WARNING: This case has GRAPHIC CONTENT (No, seriously)
Have you ever had a lesion on the radiograph that is just enormous, and then it looks even bigger on the CBCT? I feel like they’re everywhere these days! (Or maybe it’s just that I see them more often with my CBCT.)
Here is a case that I treated with that exact scenario. I wanted to share it with you and see how you would manage it, because it was a doozy. I’m curious whether you would have done the same as me, or if your treatment plan would be completely different (please comment at the end and let me know!)
Big Lesion on the Radiograph (& Bigger on the CBCT)
The patient presented with very little pain, but he had a bump under his tissue that would occasionally swell up, a condition that lasted several years. He wasn’t very concerned about it since it never really got too bad and didn’t really hurt.
The area was not swollen and there was not a sinus tract — rather, it felt like a 1cm firm ball was planted under his tissue. None of his teeth in that area responded to the cold test, and there was no pain to percussion. Here are his periapical radiographs:
Since the lesion on the radiograph was too big to see in its entirety (it was bigger than the radiograph), I needed a CBCT. This is what the imaging showed:
Holy lesion, Batman!! I mean, this thing was OFF THE CHARTS! I am STILL dumbfounded at how this patient didn’t have any pain.

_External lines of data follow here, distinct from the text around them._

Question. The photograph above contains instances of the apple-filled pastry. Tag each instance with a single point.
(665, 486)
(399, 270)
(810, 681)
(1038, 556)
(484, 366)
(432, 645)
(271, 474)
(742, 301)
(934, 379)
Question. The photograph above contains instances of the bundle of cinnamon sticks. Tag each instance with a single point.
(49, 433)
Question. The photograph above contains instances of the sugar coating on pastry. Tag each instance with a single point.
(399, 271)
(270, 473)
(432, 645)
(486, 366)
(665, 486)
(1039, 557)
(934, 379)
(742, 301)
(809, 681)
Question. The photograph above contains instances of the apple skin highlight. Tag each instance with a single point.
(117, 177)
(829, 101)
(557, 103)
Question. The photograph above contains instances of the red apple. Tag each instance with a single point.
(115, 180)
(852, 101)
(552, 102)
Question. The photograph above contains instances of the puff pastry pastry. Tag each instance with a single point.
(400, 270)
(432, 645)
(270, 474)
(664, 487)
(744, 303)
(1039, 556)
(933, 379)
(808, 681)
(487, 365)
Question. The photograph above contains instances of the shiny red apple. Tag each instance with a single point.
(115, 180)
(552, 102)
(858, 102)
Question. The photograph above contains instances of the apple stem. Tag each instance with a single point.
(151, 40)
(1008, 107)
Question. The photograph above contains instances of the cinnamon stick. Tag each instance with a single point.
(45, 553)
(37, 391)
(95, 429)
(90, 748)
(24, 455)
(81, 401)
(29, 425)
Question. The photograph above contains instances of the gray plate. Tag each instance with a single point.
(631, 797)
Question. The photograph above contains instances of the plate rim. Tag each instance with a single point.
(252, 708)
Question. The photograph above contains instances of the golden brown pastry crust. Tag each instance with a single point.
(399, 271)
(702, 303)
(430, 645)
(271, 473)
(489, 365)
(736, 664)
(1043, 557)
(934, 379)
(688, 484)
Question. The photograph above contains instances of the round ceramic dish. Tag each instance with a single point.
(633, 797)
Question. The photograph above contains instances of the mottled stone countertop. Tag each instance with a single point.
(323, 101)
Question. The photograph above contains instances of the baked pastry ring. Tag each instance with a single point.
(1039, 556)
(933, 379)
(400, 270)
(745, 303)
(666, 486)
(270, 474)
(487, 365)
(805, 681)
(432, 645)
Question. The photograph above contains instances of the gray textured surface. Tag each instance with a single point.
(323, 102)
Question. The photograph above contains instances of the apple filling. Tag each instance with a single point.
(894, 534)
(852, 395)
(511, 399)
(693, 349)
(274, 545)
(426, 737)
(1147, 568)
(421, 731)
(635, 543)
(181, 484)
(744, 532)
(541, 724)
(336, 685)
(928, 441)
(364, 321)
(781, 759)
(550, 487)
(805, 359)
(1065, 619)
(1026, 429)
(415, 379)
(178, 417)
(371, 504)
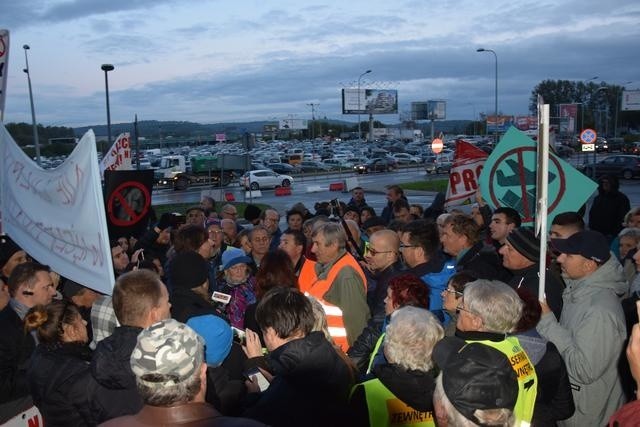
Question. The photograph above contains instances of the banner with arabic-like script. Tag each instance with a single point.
(57, 216)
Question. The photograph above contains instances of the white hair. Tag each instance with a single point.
(495, 302)
(410, 338)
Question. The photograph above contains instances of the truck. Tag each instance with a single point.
(204, 170)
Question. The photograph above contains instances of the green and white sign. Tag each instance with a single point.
(509, 179)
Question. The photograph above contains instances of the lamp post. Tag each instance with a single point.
(359, 125)
(582, 104)
(618, 101)
(496, 89)
(36, 141)
(106, 68)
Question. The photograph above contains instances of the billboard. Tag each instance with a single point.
(568, 117)
(527, 123)
(369, 101)
(502, 123)
(292, 124)
(630, 100)
(419, 111)
(437, 110)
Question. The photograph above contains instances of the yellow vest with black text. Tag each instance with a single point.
(527, 378)
(386, 410)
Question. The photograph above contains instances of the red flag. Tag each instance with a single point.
(463, 178)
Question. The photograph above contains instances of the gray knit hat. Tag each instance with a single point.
(524, 240)
(166, 354)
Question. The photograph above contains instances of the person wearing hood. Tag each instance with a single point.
(609, 208)
(408, 379)
(521, 256)
(591, 331)
(554, 401)
(139, 300)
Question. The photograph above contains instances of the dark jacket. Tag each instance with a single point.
(110, 367)
(311, 385)
(484, 262)
(608, 209)
(554, 401)
(16, 348)
(414, 388)
(186, 304)
(190, 414)
(61, 384)
(528, 278)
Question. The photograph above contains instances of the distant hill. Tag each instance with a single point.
(152, 129)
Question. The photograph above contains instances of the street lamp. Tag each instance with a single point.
(36, 141)
(496, 94)
(359, 130)
(618, 106)
(106, 68)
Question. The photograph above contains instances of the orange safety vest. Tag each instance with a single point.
(310, 284)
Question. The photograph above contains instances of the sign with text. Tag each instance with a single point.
(463, 177)
(119, 155)
(4, 69)
(630, 100)
(58, 215)
(509, 179)
(128, 201)
(369, 101)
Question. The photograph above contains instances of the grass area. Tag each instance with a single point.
(430, 185)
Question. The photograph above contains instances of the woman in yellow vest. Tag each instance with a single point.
(401, 394)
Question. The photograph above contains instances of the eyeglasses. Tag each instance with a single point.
(402, 246)
(453, 291)
(460, 307)
(368, 250)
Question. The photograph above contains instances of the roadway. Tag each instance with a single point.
(312, 189)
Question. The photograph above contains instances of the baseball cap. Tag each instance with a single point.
(589, 244)
(232, 256)
(524, 240)
(475, 376)
(217, 335)
(166, 354)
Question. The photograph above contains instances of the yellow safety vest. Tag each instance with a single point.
(386, 410)
(527, 378)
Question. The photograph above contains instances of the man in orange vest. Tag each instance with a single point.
(338, 282)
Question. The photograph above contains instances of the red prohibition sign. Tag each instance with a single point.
(134, 216)
(528, 210)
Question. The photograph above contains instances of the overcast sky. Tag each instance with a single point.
(219, 61)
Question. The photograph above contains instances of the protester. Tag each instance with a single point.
(239, 284)
(59, 377)
(29, 285)
(490, 309)
(407, 379)
(170, 374)
(477, 386)
(591, 330)
(338, 282)
(609, 208)
(139, 300)
(554, 401)
(311, 381)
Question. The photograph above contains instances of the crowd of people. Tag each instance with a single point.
(412, 316)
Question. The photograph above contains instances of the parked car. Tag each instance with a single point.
(625, 166)
(265, 178)
(375, 165)
(438, 166)
(313, 166)
(284, 168)
(406, 159)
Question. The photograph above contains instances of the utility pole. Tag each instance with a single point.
(313, 117)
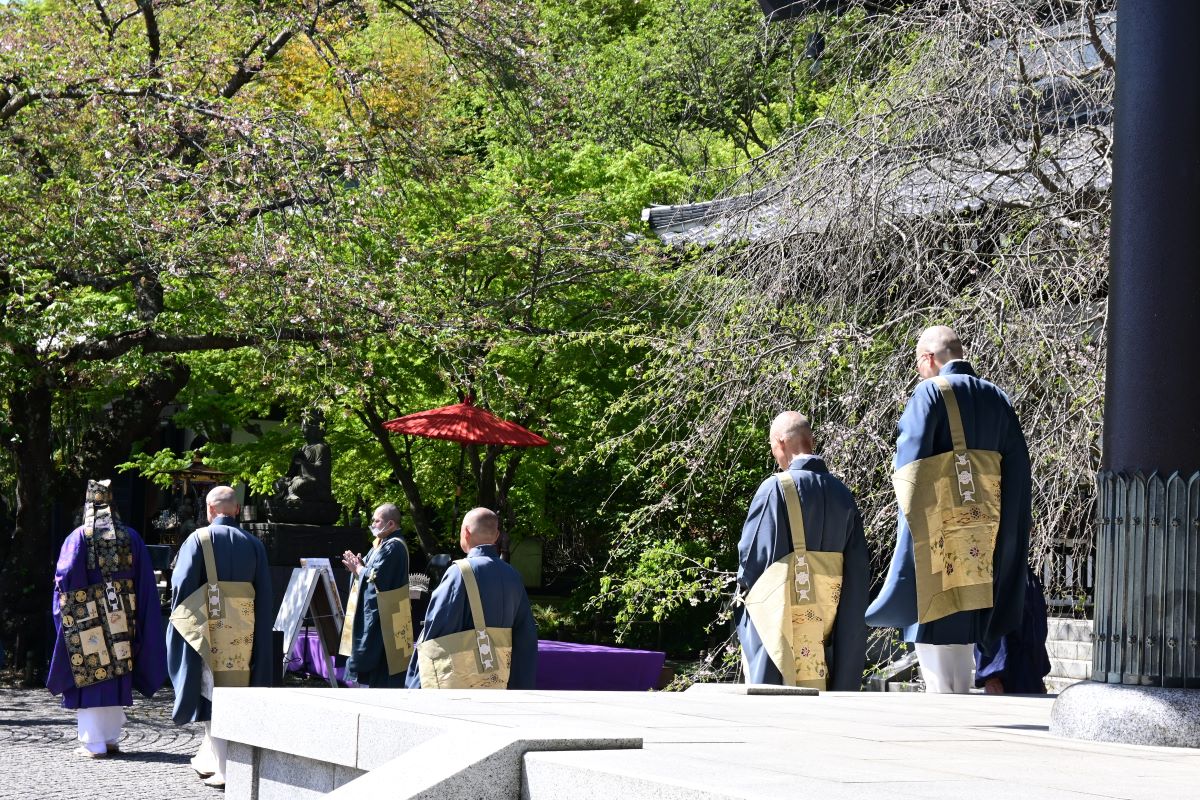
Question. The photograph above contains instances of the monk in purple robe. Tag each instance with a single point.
(108, 624)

Having seen how large the lesion on the radiograph was, and then completing further examination with my CBCT, it was clear: this would not heal from a root canal alone. This patient needed root canal therapy and surgery. And since this was a bit more extensive than what I like to do on my own, I teamed up with my periodontist, who rocks at this (we’ve done so many of these treatments together that he refers to them as the “Chopra Special” now).
Digging into the Details
I was able to diagnose the patient with Necrotic Pulps #9, #10 and #11, and Asymptomatic Apical Periodontitis #9, #10 and #11 (some may argue that this may be an Acute Apical Abscess).
Actually, I wasn’t convinced that tooth #11 was necrotic (even though it didn’t respond to cold), but I knew that, after surgery, that tooth would likely get devitalized, so I included it in the treatment plan.
Want to see what it looked like surgically? WARNING — GRAPHIC CONTENT.
Well, here you go….the buccal plate was completely gone.
And so was the lingual plate…
You could actually fit the entire periosteal elevator from the buccal to the lingual side….
Here is close up of the palatal bone….
A bone graft was placed…..
And since it was a through-and-through lesion, a membrane was placed, too….
This is what he looked like in the immediate post op:
And a few weeks later…
Once the tissue had a chance to heal, I completed the root canals and restored the access of each tooth with a composite restoration. (Can you believe it after seeing that huge lesion on the radiograph? And then the images of what was really going on? Incredible.)
A Waiting Game
Now it’s just a waiting game to see that bone fill back in. But don’t get fooled by this postoperative radiograph — that’s just the bone graft that makes it look totally healed!
This client is aware that this lesion could take several years to completely heal, so I asked him to be patient. Keep that in mind when you are treating cases like these. They can take up to 4 years to exhibit complete healing, so you need to make sure to set up proper expectations with the patient.
The Enormous Lesion on the Radiograph (What Would You Have Done?)
So, now that I have shown you this case, how many of you would have taken these teeth out?
How many of you would have treated this case in the same way?
My way is NOT the only way, either. What would you have done differently, if anything?